Mr Green said the sale was a great result for sawmills in the North-West and Forestry Tasmania, which had been forced to transport woodchips to Bell Bay for export.
``Providing access to the woodchip loading facility in Burnie was a key issue that needed to be resolved as part of the TFA and now it's been ticked off,'' Mr Green said.
``Under Gunns' ownership, the loader was not available to the rest of the industry: now it's open for business.''
Forestry Industries Association of Tasmania chief executive Terry Edwards welcomed the announcement, saying the lack of access to the Burnie port for harvesting and processing had been ``highly problematic'' and limited profitability.

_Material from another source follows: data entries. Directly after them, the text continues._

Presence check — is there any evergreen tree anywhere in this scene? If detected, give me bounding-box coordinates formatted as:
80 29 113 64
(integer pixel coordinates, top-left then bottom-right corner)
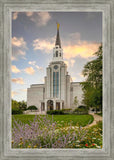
81 45 102 111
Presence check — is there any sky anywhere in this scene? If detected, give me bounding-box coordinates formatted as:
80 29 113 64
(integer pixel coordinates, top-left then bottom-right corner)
11 12 102 101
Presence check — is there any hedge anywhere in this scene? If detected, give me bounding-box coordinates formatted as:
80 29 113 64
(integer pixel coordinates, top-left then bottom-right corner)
47 110 64 115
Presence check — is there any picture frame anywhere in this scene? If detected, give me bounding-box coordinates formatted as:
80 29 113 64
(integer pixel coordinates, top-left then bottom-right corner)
0 0 114 160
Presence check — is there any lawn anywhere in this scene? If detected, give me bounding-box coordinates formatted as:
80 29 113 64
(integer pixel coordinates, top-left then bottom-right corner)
12 115 94 127
96 113 102 116
12 115 102 149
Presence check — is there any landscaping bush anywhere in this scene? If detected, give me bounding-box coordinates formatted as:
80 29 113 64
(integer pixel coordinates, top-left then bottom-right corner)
74 108 88 115
78 105 87 109
12 116 102 149
47 110 64 115
12 108 23 114
27 105 38 111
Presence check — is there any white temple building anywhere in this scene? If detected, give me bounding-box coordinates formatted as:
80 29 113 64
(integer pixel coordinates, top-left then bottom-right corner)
27 24 83 112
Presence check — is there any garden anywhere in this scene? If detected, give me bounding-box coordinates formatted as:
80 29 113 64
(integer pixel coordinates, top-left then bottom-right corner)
12 115 102 149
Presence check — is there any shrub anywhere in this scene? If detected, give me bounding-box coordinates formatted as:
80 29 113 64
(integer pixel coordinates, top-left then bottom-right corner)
47 110 64 115
12 108 23 114
27 105 37 111
78 105 87 109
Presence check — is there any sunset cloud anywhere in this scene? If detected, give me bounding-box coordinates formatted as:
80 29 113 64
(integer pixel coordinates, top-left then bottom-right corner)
25 12 34 17
28 61 43 70
11 65 21 73
12 78 24 84
11 91 19 98
33 33 100 59
29 12 51 26
24 67 35 75
12 37 27 48
28 61 36 66
63 41 100 59
64 59 75 67
12 12 19 20
12 37 27 61
33 39 54 53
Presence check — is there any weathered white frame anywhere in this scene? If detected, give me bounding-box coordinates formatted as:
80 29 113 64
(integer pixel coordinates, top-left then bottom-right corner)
0 0 114 160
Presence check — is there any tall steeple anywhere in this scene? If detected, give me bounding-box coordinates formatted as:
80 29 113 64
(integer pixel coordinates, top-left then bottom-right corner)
53 23 63 61
55 23 61 48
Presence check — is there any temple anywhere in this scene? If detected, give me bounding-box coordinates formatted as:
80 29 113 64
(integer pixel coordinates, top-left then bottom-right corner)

Tasmanian Farmers and Graziers Association chief executive Jan Davis said the announcement was a boon for private forest owners, who managed 26 per cent of the state forest cover and much of its plantations.
``We have lost the chipping facility at Triabunna,'' Ms Davis said.
``We could not afford to lose the loading facility at Burnie through the demise of Gunns.''
Opposition forestry spokesman Peter Gutwein said people should not be fooled by the Labor announcement. ``They have spent the last four years selling out the forest industry and now they are just attempting to buy them back,'' Mr Gutwein said.
Mr Green also announced a March start for an $8 million upgrade of the Burnie port, with tenders due out this week.
The upgrade, funded by TasRail, TasPorts and Toll with a contribution from the state government, will increase port container capacity, expand the railyard and improve port security and traffic management.